Hasan-ı Basri hazretleri buyurdu ki:
Allahü teâlâ, Hazret-i Âdem'e, şu hasletlere sahip olmayı emretmiştir:
1- Bana ibadet et, hiçbir şeyi ortak koşma! Yaptığın hayırlı amelin mükafatını, sana, en dar gününde veririm.
2- Bana dua et, duanı kabul ederim.
3- İnsanların ne şekilde sana davranmalarını istiyorsan, sen de onlara aynı şeyi yapmalısın! [İ.Gazali]


Hizmeti nimet bilmeli
Sual:
İnsanlara da hizmet etmek sevap mıdır? Sevapsa, bazı kâfirlerin hizmetleri pek çoktur. Onların da Cennete gitmesi gerekmez mi?
CEVAP
İmanı olmayanın hiçbir amelinin kıymeti yoktur. İbadetler ve bütün iyi işler kıymetli ise de, bunları yapmak, imanın yanında ikinci derecede kalır. İman temel, iyi işleri yapmak, fürû’âttır, yani ikinci derecededir, imandan sonra gelir. İmanın ve iman ile birlikte olan iyi işlerin dünyada da, ahirette de faydaları vardır. İnsanı saadete ulaştırırlar. İmansız olan iyi işler, insanı, dünyada saadete kavuşturabilir. Ahirette faydası olamaz.

İyi işlere, ibadetlere sevap verilebilmesi için düzgün iman sahibi olmak gerekir. Bir kâfirin yaptığı hiçbir iyiliğin Allah katında kıymeti yoktur.

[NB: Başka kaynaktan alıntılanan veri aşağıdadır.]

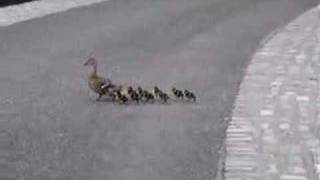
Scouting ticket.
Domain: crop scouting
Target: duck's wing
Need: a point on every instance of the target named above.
(106, 84)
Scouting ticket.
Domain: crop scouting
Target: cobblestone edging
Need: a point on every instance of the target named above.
(275, 127)
(26, 11)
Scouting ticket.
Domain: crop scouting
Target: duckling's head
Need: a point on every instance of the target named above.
(91, 62)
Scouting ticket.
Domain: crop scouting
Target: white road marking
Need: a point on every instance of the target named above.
(17, 13)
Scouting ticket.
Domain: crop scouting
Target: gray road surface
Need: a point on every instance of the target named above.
(51, 127)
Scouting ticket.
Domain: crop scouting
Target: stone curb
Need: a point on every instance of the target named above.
(273, 130)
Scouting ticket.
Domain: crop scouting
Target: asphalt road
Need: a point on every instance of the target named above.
(51, 126)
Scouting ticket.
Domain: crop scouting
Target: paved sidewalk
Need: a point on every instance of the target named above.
(35, 9)
(274, 131)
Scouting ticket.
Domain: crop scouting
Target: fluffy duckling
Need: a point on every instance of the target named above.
(164, 97)
(157, 91)
(96, 83)
(177, 93)
(133, 95)
(190, 95)
(148, 97)
(140, 91)
(121, 97)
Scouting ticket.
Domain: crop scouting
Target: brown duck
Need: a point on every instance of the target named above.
(96, 83)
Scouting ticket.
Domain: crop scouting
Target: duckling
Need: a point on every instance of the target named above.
(140, 91)
(190, 95)
(96, 83)
(178, 93)
(164, 97)
(122, 98)
(133, 95)
(149, 97)
(157, 91)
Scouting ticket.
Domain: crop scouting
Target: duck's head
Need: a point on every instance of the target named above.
(91, 62)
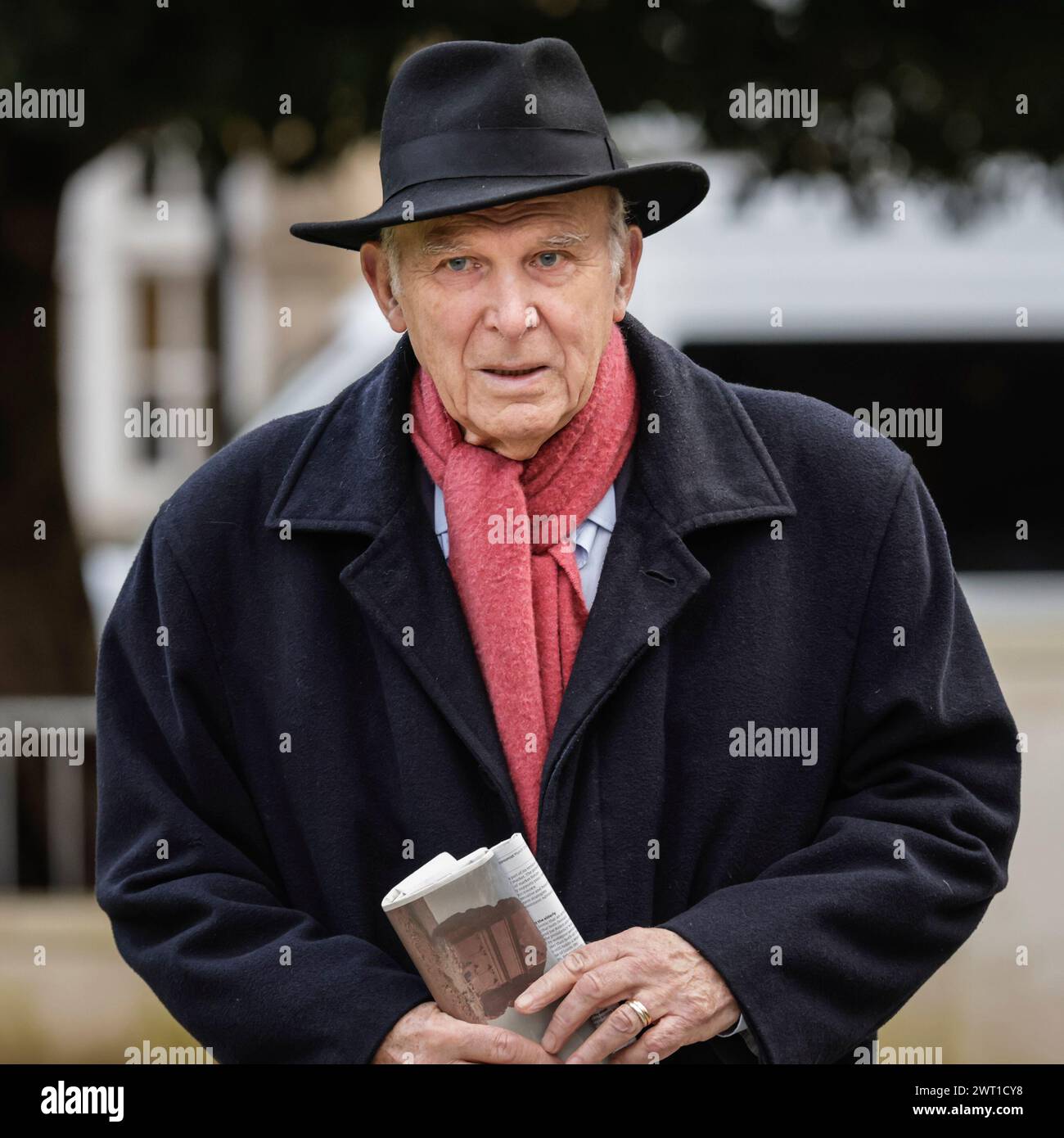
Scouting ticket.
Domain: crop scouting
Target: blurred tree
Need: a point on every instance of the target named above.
(921, 89)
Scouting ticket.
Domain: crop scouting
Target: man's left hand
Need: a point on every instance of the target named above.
(685, 996)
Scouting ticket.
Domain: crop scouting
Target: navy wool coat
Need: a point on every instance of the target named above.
(291, 718)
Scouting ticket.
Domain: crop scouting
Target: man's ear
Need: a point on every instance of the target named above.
(629, 269)
(375, 269)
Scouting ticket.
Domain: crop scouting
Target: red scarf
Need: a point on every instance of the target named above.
(522, 598)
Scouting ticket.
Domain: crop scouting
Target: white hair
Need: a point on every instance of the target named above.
(618, 219)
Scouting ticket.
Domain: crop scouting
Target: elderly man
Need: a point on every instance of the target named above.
(537, 571)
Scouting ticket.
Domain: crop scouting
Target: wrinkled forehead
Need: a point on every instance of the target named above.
(562, 218)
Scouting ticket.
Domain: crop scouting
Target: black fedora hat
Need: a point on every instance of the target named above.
(470, 124)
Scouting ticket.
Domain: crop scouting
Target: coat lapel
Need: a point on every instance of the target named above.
(699, 463)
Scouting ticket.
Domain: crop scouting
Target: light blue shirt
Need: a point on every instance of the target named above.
(589, 544)
(589, 540)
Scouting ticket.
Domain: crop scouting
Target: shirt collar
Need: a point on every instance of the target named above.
(603, 514)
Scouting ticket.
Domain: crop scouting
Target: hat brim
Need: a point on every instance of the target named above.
(672, 188)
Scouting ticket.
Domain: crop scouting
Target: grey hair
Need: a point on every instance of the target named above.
(618, 216)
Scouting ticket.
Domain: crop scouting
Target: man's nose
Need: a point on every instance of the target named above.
(507, 312)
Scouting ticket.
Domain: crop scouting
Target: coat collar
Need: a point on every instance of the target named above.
(697, 463)
(701, 461)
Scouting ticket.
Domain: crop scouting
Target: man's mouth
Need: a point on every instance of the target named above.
(513, 373)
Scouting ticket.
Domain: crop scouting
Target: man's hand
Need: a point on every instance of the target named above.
(427, 1035)
(685, 996)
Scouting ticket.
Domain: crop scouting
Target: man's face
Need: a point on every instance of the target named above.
(526, 288)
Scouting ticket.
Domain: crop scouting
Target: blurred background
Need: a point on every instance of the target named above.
(913, 240)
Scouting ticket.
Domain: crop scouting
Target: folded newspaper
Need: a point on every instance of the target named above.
(480, 930)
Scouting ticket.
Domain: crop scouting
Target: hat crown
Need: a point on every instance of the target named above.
(477, 84)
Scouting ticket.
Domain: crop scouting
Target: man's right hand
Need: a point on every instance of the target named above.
(427, 1035)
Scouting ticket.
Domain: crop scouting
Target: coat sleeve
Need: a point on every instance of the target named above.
(183, 866)
(830, 942)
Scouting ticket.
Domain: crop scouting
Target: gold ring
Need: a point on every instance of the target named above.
(641, 1012)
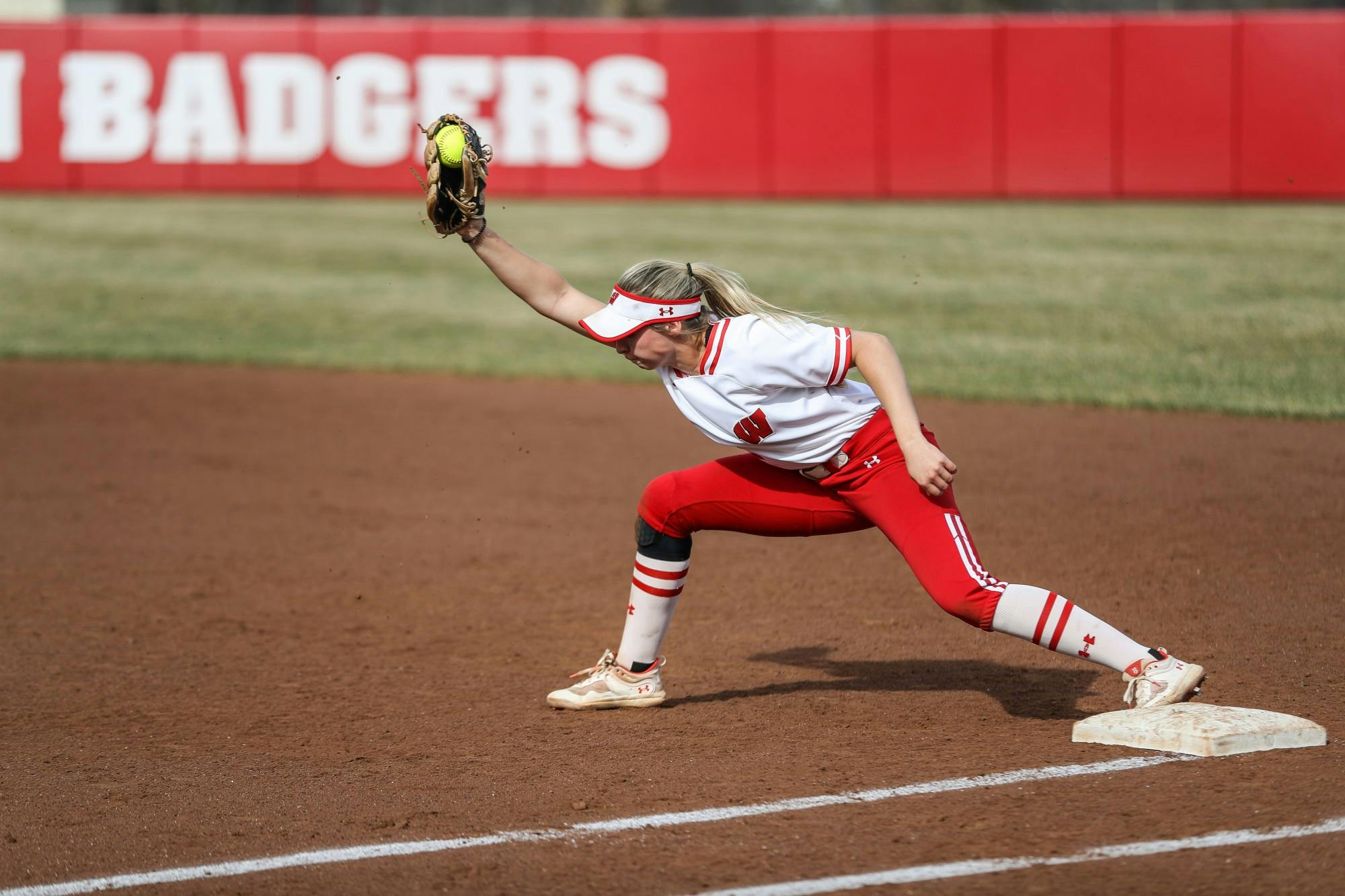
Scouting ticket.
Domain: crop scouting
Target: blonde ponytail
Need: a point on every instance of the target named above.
(723, 292)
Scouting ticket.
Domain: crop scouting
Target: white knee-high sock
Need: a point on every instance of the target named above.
(1056, 623)
(654, 591)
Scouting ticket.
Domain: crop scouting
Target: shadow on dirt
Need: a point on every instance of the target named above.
(1028, 693)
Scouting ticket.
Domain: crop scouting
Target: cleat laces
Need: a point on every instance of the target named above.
(603, 663)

Hatta cami, çeşme yaptırsa, namaz kılsa, oruç tutsa hiç kıymeti olmaz. Kur’an-ı kerimde mealen buyuruluyor ki:
(İmansızların yaptıkları faydalı işler, fırtınalı bir günde rüzgarın savurduğu kül gibidir. Ahirette o işlerin hiçbir faydası olmaz.) [İbrahim 18]

(Kâfirlerin [beğenerek] yaptığı bütün işler, kıyamette boşa gidecek ve Cehennemde, ebedî kalacaklardır.) [Tevbe 17]

(Kıyamette onların yaptıkları her işi toz duman ederiz.) [Furkan 23]

(Kıyamette en çok ziyana uğrayanlar, iyi işler yaptıklarını sanıp da, bütün çabaları boşa gidenlerdir.) [Kehf 103-104]

(Ahirette onlara ateşten başkası yoktur, yaptıkları işler boşa gitmiştir.) [Hud 16]

(Kâfir olarak ölenlerin yaptıkları işler, dünyada da, ahirette de boşa gider, Cehennemde devamlı kalırlar.) [Bekara 217]

(Allah şirki [küfrü, bozuk imanı] asla affetmez. Diğer bütün günahları ise, istediği kimselerden affeder.) [Nisa 48]

Hadis-i şeriflerde de buyuruldu ki:
(Cennete ancak Müslüman olan girer.) [Buhari, Müslim]

(İmanı olmayan Cennete girmez.) [Tirmizi]

Kur'an-ı kerimde mealen buyuruluyor ki:
(Hak din yalnız İslam’dır.) [Al-i İmran 19]

(İslam dininden başka din isteyenlerin, dinlerini Allah kabul etmez. Bunlar ahirette en büyük zarara uğrayacaklardır.) [Al-i İmran 85]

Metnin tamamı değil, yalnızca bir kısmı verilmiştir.